Definite flinch this time. And the creases between her eyes deepened.
“But here’s the thing,” I said. “I’ve seen you in action, so I know you don’t panic when the shit hits the fan and that you have physical courage.” I saw just a hint of a smirk—everyone likes praise. “So what terrified you to the point where you ran for home? Not a threat to yourself, because you’d stand your ground. And not a threat to somebody else because, you know, same. Not a physical threat at all, in fact.”
A definite increase in tension around the mouth, and the eyes flicked to the left again. You can read a whole pile of books about tells and micro-expressions, but it’s never going to be an exact science on account of everyone being uniquely different from everyone else.
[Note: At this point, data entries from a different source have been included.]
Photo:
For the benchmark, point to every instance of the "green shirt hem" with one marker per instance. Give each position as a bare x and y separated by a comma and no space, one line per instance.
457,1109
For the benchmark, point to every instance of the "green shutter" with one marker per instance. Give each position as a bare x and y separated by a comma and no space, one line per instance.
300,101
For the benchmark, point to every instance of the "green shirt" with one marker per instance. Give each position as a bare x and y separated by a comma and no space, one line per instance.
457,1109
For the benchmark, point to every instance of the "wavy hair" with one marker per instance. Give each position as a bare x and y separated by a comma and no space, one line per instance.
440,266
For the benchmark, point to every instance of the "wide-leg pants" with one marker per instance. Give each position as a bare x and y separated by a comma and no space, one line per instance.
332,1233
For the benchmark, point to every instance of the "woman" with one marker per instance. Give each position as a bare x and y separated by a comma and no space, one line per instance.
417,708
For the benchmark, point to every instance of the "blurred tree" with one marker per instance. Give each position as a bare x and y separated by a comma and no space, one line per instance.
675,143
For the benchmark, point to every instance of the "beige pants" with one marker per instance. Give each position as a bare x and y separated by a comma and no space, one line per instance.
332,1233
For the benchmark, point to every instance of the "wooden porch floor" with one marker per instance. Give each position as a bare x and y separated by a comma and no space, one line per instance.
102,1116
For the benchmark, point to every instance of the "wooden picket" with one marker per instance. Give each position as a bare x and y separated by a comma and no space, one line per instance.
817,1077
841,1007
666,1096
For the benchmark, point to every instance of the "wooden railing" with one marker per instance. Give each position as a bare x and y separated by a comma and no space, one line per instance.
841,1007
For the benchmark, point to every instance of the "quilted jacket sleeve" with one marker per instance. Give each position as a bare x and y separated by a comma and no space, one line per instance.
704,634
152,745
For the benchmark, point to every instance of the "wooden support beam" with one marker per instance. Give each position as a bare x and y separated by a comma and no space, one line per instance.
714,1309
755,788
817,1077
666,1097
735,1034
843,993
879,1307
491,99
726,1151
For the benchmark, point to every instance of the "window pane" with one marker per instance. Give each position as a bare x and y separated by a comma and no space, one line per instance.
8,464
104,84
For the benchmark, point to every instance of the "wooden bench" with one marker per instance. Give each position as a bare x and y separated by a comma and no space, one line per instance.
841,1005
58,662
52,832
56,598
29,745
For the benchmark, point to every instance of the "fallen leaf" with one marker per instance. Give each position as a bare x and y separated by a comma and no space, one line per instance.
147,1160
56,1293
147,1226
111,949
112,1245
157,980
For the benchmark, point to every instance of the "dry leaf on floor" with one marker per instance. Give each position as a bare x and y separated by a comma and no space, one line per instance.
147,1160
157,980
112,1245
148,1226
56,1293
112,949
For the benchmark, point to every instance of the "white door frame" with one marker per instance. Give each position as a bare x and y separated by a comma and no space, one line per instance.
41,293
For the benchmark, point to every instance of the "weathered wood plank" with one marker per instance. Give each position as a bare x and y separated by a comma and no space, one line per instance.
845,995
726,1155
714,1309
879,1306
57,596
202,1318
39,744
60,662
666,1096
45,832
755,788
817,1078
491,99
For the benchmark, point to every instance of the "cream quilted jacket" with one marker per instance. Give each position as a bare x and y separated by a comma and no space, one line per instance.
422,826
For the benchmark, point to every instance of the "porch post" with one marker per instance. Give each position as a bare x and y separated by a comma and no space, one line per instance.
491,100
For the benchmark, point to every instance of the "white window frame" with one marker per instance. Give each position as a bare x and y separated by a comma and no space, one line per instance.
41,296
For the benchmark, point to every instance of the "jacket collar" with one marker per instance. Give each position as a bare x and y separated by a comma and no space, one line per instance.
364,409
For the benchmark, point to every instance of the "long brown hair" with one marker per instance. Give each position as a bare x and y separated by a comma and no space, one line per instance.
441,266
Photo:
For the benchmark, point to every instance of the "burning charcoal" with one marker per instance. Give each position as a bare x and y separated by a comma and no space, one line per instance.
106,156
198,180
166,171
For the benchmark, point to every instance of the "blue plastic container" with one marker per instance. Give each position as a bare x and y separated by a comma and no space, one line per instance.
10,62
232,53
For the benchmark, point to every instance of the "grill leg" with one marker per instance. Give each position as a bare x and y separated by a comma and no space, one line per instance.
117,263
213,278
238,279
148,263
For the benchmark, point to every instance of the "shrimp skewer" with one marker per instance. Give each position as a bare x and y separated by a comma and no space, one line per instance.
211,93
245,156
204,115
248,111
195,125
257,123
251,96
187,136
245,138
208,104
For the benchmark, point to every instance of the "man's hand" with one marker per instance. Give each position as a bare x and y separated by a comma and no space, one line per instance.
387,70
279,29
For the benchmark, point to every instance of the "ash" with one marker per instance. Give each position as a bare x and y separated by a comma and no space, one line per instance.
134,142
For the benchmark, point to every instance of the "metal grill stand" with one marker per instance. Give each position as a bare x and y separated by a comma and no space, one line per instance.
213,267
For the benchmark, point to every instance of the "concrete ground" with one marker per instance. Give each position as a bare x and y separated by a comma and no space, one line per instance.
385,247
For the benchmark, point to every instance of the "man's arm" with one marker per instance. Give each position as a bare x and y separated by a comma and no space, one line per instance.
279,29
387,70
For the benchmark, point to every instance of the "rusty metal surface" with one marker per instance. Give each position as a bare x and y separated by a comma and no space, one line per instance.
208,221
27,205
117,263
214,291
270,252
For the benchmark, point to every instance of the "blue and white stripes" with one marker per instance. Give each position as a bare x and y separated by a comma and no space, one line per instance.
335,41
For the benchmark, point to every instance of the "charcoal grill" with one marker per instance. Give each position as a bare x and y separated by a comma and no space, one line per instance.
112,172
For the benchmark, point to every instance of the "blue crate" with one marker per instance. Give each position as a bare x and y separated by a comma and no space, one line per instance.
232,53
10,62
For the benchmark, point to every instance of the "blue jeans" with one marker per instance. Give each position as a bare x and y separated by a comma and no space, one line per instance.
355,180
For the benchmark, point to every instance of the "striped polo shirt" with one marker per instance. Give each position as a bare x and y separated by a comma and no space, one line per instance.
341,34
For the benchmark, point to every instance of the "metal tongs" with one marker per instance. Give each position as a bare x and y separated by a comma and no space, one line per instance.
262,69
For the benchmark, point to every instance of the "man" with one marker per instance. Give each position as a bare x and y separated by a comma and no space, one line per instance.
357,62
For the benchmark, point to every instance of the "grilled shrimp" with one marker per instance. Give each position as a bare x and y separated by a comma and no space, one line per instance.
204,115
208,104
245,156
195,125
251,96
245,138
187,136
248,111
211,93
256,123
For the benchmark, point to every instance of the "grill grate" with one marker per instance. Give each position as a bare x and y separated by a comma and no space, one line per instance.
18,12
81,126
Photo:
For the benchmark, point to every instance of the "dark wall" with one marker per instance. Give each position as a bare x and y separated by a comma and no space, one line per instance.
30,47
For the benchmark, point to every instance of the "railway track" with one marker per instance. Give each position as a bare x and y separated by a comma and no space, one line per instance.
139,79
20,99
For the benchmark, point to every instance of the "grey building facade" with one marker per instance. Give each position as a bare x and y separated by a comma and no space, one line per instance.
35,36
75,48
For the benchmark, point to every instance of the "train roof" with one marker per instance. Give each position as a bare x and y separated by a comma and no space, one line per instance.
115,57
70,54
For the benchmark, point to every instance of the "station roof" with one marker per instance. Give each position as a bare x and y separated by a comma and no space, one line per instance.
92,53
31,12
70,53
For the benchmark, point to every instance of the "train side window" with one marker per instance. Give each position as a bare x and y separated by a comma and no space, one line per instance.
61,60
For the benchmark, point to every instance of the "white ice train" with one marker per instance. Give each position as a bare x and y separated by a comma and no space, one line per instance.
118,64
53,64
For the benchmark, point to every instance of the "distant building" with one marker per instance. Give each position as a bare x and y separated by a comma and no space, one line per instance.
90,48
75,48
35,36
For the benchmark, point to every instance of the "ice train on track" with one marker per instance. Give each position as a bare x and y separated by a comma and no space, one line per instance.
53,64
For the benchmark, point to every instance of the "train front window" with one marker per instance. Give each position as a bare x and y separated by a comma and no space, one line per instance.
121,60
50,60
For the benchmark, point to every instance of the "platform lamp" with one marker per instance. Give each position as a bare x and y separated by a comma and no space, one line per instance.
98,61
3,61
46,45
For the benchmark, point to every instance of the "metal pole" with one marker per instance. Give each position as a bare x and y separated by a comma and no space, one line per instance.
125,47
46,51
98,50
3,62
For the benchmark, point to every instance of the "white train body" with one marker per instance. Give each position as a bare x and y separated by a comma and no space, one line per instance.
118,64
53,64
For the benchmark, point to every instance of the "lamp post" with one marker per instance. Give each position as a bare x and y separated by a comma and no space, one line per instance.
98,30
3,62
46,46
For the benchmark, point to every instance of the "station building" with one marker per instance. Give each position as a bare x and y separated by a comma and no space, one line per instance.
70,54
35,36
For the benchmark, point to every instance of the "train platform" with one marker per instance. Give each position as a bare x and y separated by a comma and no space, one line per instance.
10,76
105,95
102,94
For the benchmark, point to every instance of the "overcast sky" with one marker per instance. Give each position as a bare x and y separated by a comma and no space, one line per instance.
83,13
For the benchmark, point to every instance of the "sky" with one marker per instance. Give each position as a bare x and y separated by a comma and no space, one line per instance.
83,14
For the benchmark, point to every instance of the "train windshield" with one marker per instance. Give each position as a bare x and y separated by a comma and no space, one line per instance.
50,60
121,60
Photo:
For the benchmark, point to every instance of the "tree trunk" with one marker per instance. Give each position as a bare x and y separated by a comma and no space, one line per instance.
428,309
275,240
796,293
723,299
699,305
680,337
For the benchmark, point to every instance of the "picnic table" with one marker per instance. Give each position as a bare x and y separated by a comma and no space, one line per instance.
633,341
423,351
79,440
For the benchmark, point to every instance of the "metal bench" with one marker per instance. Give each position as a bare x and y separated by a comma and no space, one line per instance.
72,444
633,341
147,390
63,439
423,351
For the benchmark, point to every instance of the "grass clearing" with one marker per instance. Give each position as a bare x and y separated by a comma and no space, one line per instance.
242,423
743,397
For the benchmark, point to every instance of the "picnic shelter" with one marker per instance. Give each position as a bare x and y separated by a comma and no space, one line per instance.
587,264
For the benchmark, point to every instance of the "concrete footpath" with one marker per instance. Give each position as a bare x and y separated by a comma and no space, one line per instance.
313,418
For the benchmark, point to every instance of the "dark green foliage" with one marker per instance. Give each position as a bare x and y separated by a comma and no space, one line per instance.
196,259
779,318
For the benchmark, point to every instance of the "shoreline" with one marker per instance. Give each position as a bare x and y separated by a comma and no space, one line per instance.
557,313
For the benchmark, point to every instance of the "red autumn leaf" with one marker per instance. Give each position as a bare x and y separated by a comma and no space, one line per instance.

Still, that flick to the left betrayed her.
“You consider yourself an honest type of person, don’t you?” I said. “Straight shooter, say it as you see it, call a spade a spade, give the dog a bone, get the job done, do an honest day’s work for an honest day’s pay—so what did Terrence Skinner do, September? What did he do that had you running for cover?”
There’d been a little jump on Skinner’s name.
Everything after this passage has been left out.